After the February meeting, the bank said it was open to one or two increases this year if external pressures waned, the domestic economy kept growing and the crown remained weaker than forecast.
“I see zero to two (hikes this year). I don’t rule out the zero as such, but I don’t see it much likely. We are still in the process of normalising monetary policy,” Holub said on Monday.
“Personally, I see one to two rate hikes as the most likely options during this year,” he said, pointing to inflationary pressures stemming from the domestic economy, especially from household consumption pushing prices higher as wages rise.
The seven-member board next meets on policy just one day ahead of the planned date of Britain’s leaving the European Union, March 29. Holub agreed with the central bank and some of his fellow rate-setters that a no-deal Brexit could influence their decision.
“If we saw that there was a disorderly Brexit coming the day after our meeting, then given the level of uncertainty, that would rather be a factor for delaying the decision until May at least, when we will have a full-fledged forecast which could properly include Brexit,” Holub said.

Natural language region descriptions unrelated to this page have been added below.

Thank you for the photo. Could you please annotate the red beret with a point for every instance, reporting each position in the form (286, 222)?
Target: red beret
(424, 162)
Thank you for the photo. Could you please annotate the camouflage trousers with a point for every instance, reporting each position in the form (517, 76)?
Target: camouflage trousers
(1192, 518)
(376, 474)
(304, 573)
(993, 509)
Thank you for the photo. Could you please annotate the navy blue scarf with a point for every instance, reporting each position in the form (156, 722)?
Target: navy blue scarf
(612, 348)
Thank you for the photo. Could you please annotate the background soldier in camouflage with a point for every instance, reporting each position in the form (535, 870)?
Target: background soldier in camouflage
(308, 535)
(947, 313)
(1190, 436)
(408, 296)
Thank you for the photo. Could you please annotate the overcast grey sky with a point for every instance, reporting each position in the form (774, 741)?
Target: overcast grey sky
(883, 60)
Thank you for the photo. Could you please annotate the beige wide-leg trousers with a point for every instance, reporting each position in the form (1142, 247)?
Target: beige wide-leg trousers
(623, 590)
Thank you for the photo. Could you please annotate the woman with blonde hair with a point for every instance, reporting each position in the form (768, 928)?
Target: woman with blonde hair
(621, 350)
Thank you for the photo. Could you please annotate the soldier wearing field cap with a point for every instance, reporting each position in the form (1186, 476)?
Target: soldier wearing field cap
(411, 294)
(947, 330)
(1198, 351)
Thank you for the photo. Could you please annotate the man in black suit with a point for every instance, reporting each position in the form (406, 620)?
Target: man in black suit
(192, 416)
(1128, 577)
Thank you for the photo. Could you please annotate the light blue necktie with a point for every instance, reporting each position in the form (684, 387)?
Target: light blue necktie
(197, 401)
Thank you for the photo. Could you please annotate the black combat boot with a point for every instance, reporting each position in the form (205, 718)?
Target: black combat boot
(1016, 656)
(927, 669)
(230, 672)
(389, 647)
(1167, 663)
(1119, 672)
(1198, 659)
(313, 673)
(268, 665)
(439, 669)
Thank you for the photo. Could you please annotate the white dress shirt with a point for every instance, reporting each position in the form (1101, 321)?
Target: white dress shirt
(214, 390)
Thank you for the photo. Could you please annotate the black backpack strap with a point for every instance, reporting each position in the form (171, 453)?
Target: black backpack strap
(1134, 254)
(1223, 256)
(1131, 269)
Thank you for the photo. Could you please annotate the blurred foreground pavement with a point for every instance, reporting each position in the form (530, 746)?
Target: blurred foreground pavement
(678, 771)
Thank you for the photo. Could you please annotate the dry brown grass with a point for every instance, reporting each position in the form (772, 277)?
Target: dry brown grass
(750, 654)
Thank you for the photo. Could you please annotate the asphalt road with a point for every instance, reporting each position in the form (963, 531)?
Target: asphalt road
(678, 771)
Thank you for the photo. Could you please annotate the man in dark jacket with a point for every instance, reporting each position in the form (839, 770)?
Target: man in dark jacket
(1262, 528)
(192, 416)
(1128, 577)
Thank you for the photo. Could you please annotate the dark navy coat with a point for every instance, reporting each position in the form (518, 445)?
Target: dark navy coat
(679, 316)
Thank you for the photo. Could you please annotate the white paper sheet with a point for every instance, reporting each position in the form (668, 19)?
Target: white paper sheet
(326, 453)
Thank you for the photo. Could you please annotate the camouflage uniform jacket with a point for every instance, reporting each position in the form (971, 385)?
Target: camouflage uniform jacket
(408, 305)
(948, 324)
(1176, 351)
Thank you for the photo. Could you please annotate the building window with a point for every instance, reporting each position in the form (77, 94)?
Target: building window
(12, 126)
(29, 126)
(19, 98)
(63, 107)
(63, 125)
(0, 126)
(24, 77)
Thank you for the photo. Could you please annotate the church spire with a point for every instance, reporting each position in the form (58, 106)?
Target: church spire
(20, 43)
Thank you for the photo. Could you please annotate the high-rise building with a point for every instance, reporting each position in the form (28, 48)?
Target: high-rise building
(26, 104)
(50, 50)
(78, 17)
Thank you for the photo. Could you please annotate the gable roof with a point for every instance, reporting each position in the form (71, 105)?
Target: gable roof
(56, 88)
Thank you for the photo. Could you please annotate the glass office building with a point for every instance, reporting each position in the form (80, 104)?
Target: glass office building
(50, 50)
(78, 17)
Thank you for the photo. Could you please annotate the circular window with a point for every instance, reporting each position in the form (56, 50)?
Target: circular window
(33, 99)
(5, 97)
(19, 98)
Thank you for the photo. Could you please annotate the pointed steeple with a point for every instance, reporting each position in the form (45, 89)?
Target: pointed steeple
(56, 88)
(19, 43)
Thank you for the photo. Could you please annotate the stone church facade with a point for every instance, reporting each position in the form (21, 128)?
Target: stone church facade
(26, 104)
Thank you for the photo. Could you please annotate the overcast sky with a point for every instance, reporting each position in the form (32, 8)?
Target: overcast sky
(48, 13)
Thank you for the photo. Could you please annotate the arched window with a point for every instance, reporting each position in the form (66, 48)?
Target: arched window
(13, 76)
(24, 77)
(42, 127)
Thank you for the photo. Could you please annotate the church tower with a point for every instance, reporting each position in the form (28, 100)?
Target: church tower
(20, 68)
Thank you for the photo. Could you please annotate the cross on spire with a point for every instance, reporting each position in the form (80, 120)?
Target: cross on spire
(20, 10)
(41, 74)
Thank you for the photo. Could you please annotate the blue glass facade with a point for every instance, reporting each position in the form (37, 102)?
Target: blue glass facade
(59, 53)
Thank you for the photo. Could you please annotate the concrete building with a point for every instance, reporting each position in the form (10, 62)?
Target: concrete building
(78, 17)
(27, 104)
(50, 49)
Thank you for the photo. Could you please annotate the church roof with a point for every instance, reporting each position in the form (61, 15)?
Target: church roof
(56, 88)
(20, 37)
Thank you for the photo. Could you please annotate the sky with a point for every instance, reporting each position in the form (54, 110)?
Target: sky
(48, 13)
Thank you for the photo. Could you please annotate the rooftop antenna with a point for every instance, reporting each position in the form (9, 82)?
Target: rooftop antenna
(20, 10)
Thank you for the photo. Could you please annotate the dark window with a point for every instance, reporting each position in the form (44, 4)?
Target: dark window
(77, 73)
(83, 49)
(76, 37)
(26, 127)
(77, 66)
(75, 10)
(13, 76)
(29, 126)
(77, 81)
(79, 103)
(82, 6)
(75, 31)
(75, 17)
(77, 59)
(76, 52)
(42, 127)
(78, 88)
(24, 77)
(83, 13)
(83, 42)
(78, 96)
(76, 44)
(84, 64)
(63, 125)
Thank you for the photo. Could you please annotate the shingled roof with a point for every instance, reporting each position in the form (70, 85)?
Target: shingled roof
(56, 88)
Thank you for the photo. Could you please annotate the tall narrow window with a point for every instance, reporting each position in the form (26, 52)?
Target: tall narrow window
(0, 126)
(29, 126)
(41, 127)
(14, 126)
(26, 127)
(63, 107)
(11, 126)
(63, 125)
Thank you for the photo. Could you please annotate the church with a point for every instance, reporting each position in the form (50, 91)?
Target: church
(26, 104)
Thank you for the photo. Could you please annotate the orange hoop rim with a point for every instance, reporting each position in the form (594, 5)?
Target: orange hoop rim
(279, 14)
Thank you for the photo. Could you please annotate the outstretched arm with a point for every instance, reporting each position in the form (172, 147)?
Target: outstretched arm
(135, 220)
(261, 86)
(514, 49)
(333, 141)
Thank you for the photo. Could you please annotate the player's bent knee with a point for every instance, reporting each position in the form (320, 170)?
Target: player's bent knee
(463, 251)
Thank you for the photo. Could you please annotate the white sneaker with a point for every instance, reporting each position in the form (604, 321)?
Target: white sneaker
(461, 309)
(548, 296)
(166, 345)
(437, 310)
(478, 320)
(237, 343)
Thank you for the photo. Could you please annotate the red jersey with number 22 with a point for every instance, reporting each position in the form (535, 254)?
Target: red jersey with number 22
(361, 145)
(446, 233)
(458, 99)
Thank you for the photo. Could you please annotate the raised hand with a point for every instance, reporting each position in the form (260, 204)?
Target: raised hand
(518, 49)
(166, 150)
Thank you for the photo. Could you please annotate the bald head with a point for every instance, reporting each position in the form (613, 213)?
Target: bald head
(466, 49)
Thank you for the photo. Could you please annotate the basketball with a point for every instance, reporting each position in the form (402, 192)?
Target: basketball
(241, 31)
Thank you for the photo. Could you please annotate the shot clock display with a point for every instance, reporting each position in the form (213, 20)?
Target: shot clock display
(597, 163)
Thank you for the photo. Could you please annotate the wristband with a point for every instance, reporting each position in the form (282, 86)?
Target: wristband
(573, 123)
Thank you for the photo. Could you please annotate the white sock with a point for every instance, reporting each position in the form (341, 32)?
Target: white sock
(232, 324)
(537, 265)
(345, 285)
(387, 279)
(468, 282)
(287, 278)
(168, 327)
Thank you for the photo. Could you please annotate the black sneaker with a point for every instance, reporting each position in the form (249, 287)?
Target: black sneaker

The central bank estimates that a no-deal Brexit could cut Czech economic growth - which it expects at around 3 percent this year and next - by 1.4 percentage points.
The crown exchange rate is another important factor in deciding on interest rates. The central bank had predicted the crown would strengthen faster than the currency did in recent quarters, prompting suggestions that the bank might want to adjust its model.
Holub, who had been in charge of the bank’s forecast unit for 15 years, said that a change is being prepared to be ready in the middle of this year.
“We will have an alternative scenario containing this model in May and I assume that it will confirm what we have seen in our internal, shadow outlooks — that it will suggest a slower pace of the crown’s nominal exchange rate appreciation,” Holub said.